Katarzyna Hrynkiewicz, Christel Baum
Department of Microbiology, Institute of Biology and Environmental Protection, Nicolaus Copernicus University, Torun, Poland.
Heavy metals are important environmental pollutants which belong to the group of non-biodegradable and persistent compounds deposited in plant tissue (e.g. vegetables) which are then consumed by animals and humans. Increased pollution of natural environment with heavy metals, particularly in areas with anthropogenic pressure, also contributes to disorders in the natural balance of microbial populations. Molecular analysis carried out during the past decades revealed that density and diversity of microorganisms significantly correlated with increased contamination of the environment with heavy metals. As a result, a selective promotion of metal-tolerant genera of microorganisms was observed.

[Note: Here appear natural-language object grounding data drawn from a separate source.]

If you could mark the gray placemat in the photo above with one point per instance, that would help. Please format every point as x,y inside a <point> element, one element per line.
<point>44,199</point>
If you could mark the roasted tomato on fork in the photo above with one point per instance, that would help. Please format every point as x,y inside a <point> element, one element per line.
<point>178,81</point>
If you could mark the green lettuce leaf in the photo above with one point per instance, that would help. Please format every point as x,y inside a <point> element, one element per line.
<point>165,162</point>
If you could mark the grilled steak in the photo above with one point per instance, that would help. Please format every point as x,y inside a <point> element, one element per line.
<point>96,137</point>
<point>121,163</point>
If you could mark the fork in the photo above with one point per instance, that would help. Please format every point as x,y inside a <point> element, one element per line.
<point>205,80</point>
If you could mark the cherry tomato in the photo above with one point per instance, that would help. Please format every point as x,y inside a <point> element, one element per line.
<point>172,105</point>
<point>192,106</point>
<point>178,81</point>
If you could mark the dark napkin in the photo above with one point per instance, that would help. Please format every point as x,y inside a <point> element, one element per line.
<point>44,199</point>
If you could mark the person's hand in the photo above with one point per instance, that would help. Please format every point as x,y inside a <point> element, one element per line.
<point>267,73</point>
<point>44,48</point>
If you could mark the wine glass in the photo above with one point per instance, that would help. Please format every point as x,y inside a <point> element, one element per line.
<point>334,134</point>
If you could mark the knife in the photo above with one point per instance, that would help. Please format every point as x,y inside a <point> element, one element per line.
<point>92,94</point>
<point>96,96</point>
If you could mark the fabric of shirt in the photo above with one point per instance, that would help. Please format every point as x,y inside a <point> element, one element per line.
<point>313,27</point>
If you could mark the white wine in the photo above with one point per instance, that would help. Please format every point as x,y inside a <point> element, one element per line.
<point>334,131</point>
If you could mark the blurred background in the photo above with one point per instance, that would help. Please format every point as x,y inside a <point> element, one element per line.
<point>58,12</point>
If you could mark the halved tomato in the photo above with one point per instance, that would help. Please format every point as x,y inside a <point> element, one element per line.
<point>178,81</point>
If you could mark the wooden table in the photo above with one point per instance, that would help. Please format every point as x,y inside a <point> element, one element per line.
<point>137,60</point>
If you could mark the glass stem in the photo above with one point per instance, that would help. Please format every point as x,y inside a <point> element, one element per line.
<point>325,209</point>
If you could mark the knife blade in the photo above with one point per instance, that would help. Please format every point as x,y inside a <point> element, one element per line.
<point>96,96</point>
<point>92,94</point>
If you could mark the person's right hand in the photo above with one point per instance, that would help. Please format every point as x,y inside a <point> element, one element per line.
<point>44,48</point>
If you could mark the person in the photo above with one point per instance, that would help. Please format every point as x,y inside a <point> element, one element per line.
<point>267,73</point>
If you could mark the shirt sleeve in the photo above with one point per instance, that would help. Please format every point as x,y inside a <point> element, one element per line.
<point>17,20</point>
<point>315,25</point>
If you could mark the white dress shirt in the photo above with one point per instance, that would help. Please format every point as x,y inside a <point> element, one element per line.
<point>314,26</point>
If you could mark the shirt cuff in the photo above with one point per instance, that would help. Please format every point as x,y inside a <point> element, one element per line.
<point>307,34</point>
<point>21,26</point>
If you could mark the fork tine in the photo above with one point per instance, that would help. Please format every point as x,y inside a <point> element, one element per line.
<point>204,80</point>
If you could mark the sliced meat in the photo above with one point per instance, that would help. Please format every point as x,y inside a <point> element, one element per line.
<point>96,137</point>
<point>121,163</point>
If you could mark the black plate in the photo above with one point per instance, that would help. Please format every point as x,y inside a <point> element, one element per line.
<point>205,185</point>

In general, microorganisms are organisms with relatively high tolerance of unfavourable conditions, and these properties evolved over millions of years. In this chapter, a variety of mechanisms responsible for adaptation of microorganisms to high heavy metal concentrations, e.g. metal sorption, uptake and accumulation, extracellular precipitation and enzymatic oxidation or reduction, will be reported. Moreover, molecular mechanisms responsible for their metal tolerance will be described. The efficiency of accumulation of heavy metals in the microbial cells will be discussed and presented in photos from a reflection electron microscope (REM). The capacities of microorganisms for metal accumulation can be exploited to remove, concentrate and recover metals from polluted sites. This provides the basis for biotechnological solutions for the remediation of contaminated environments. Bioremediation has been regarded as an environment-friendly, inexpensive and efficient means of environmental restoration. Since microorganisms constitute a key factor of this technology, knowledge of the nature and molecular mechanisms of their tolerance of increased heavy metal concentrations is essential.